Daily Newspapers Case Study. The most important findings of this study involve the difference that scale makes in analyzing data mining outputs of news reporting. The outputs for all the papers together significantly differ from the outputs for the individual papers. It is clear that some papers influence the output of the aggregate more than others, either due to poor data quality or larger text chunks that are analyzed algorithmically. Some reporting that is evident at the local level rises to significance at the national level; however, other reporting does not appear in the aggregate, even though it may dominate reporting in certain localities.
Vaccination-Visualization Case Study. Visualizations, as ways of rendering data mining outputs, are rhetorical and require tacit knowledge. The process of research and interpretations of data outputs are affected by various forms of visualization as well as by the data input conventions underlying the algorithms. ThemeDelta is a visualization of topic modeling and segmentation that allows the researcher to follow a specific word or word cluster across temporal segments. While less oriented toward narrative interpretation than the typical rendering of topic modeling outputs in tag clouds, it focuses attention on the temporal elements of the segmentation algorithm, which is a novel contribution of this study.
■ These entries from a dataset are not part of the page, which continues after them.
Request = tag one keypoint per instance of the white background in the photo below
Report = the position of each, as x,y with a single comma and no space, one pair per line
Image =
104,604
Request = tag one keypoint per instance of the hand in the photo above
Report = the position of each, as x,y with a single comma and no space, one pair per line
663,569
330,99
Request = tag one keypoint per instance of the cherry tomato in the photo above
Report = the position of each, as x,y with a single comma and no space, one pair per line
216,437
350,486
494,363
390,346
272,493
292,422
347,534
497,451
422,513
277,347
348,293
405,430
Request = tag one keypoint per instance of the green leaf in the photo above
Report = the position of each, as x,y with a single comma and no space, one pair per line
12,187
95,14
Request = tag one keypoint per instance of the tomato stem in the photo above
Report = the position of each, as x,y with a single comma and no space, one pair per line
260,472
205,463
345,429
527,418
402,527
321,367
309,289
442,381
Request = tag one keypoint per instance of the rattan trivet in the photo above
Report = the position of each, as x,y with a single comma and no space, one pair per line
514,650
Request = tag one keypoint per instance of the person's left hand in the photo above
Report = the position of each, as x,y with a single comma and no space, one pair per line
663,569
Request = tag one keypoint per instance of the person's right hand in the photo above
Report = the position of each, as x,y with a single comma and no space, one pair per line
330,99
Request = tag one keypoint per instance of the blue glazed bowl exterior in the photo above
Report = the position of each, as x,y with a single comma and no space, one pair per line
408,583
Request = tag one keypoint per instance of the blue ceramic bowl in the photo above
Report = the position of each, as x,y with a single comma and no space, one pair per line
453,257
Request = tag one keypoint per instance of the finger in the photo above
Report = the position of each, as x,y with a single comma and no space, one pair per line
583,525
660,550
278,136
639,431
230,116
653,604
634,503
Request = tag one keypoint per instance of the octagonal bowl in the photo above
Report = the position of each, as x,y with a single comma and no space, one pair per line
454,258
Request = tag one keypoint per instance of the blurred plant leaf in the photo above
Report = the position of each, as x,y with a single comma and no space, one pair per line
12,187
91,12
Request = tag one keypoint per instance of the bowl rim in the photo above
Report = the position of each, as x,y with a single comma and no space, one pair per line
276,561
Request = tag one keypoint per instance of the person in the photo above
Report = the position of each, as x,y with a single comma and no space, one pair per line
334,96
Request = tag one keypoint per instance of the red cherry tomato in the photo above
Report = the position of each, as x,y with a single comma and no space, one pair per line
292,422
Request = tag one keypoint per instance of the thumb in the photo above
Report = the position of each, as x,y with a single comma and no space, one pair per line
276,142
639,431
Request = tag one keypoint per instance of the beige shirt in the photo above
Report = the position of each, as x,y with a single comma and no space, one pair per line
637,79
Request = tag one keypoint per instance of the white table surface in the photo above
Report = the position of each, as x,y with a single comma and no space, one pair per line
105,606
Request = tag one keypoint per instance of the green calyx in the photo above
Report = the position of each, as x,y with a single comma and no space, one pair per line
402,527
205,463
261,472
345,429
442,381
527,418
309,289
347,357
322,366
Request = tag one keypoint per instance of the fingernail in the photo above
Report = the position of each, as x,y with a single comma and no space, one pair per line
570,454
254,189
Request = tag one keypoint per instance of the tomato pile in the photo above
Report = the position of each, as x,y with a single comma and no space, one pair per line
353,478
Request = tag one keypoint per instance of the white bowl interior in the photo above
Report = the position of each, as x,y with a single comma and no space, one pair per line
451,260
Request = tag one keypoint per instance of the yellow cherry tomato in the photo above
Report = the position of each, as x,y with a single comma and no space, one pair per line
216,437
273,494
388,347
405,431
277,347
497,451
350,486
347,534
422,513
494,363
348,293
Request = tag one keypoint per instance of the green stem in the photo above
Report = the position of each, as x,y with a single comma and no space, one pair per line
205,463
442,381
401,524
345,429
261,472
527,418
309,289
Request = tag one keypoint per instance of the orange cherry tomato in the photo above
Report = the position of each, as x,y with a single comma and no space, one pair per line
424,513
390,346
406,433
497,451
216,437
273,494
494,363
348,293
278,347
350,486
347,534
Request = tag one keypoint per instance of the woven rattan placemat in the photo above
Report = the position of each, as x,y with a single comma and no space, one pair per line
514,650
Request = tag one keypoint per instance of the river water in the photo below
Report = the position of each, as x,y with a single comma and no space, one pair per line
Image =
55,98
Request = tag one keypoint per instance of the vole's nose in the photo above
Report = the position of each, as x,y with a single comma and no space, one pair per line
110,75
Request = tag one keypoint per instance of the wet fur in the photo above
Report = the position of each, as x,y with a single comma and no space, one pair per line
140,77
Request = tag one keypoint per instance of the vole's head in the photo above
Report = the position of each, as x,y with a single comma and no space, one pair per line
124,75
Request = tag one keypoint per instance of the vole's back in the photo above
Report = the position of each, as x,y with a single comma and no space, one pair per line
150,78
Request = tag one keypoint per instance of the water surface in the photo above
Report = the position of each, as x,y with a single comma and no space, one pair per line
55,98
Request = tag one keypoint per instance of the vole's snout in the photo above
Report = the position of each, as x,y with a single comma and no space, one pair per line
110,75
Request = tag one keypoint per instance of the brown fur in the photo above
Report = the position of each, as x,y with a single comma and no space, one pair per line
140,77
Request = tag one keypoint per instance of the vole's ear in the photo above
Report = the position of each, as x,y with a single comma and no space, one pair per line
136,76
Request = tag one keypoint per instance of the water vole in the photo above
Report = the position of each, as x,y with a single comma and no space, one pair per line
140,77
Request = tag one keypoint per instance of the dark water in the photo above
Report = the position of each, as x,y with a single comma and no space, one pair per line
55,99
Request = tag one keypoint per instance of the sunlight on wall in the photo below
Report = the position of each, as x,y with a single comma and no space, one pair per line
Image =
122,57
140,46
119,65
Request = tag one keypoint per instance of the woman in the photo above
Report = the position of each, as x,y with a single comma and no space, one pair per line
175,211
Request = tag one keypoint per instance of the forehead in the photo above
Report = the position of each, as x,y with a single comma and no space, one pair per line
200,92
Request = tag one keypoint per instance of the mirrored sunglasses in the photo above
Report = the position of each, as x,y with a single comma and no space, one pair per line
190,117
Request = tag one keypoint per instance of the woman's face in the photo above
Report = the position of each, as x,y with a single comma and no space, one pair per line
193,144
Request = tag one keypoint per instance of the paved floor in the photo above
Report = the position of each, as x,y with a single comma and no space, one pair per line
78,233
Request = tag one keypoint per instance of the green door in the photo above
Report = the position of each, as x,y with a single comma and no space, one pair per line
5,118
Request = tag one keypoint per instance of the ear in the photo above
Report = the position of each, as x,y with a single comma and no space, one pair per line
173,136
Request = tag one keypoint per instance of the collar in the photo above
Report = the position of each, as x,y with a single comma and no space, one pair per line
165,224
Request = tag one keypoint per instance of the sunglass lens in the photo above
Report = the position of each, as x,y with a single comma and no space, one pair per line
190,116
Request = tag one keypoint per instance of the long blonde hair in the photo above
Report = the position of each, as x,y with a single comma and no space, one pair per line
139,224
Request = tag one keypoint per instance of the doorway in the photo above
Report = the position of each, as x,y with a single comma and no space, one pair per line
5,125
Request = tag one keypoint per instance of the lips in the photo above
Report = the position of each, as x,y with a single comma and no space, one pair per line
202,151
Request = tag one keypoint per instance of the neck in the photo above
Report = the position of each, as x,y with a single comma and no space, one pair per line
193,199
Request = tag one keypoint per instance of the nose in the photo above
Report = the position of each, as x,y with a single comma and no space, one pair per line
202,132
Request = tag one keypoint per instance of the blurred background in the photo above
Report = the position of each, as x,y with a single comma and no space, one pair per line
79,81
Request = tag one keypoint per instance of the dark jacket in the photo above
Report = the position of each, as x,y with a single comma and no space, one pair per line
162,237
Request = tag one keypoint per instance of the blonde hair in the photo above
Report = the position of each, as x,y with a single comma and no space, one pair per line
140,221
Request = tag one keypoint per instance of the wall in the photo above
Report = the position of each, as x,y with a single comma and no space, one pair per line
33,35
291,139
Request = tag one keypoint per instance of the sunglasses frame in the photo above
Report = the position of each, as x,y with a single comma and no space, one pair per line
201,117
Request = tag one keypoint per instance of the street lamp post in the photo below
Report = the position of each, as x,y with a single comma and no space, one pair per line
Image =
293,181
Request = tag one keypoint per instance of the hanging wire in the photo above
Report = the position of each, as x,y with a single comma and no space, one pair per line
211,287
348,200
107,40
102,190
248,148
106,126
Public Health Officials Case Study. By identifying proximity of medical terms, public health responses, and broad statements of impact, topic modeling and segmentation quickly identify word associations that are suggestive of broader interpretations. These methods confirm Royal S. Copeland’s prominent role in shaping the public health response to the 1918 influenza epidemic. They also reveal that his name was closely associated with public health measures, both within New York City and nationally. Tone classification calls into question historical claims that Copeland’s language was too optimistic for the circumstances.